La petite phrase de la maire de Lille et future ancienne Première secrétaire du parti Socialiste n’est pas passée inaperçue. Elle disait en effet souhaiter un deuxième mandat pour leur champion, le président François Hollande. C’est que rien ne va de soi et à l’heure qu’il est rien n’est acquis, Nicolas Sarkozy avait fait une bien meilleure entrée en matière, du moins dans les cœurs des Français, pour toucher au bout de cinq ans les profondeurs des sondages.

Martine Aubry veut un deuxième mandat pour François Hollande et Manuel Valls veut un premier mandat pour lui. En 2017 ou après. En tout cas, il veut être prêt et continue de creuser sa différence, celle que l’éditorialiste Rokhaya Diallo appelait un peu hâtivement “ isolement politique” , dans une tribune parue le 30 août dans le Monde. Manuel Valls n’est pas seul, il est si soutenu que Jean-Jacques Urvoas, secrétaire national du PS chargé de la sécurité a commis lui aussi une tribune dans Le Monde le même jour, où il affirme que “Valls va dans le bon sens”.

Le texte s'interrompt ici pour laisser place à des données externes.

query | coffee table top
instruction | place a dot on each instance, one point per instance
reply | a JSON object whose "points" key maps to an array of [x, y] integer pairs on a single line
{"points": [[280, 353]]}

Il se passe que le ministre de l’Intérieur, Manuel Valls, sur la question des contrôles au faciès, ne montre pas un enthousiasme des plus débordants sur l’idée avancée, par ses camarades du parti, le premier ministre et François Hollande lui-même, qui veut que désormais chaque contrôle d’identité soit assorti de la délivrance d’un récépissé. Cela, entend-on, limiterait les contrôles abusifs. Manuel Valls est l’atout charme de la gauche face à sa relation avec le peuple de droite.

La gauche est au pouvoir, mais la France est-elle pour autant revenue de ses vieux démons de l’immigration ?

Le démantèlement des camps de Roms se fait avec la manière, mais elle se fait quand même, ce qui est bien le vœu des Français. Et sur le point de savoir ce qu’aurait pensé Nicolas Sarkozy sur la question des récépissés, il y a fort à parier qu’elle ne se distinguerait pas de la position de Manuel Valls, qui veut donner le sentiment de faire primer l’idée que les classes aisées et les “Blancs” se font de leur sécurité par rapport à celle que la société civile et les Noirs et les Arabes se font de leur honneur, parfois foulé au pied par des policiers.

A l’heure où les sondages se durcissent contre le gouvernement de Jean-Marc Ayrault, Manuel Valls monte en puissance aussi bien à gauche qu’au sein des électeurs et sympathisants de droite, où il est le socialiste préféré, bien loin devant Montebourg ou Hamon. Si cette tendance se confirme, il pourra, l’an prochain, soit dix ans après Nicolas Sarkozy, dire qu’il n’y pense pas seulement en se rasant le matin.

Plus d’un Français sur deux (53%) a une image positive de Manuel Valls “en tant que ministre de l’Intérieur”, contre un quart (27%) qui ont une opinion négative, selon un sondage LH2 pour le Nouvel Observateur paru le 19 juillet dernier. Ces chiffres ne lui ont surement pas échappé.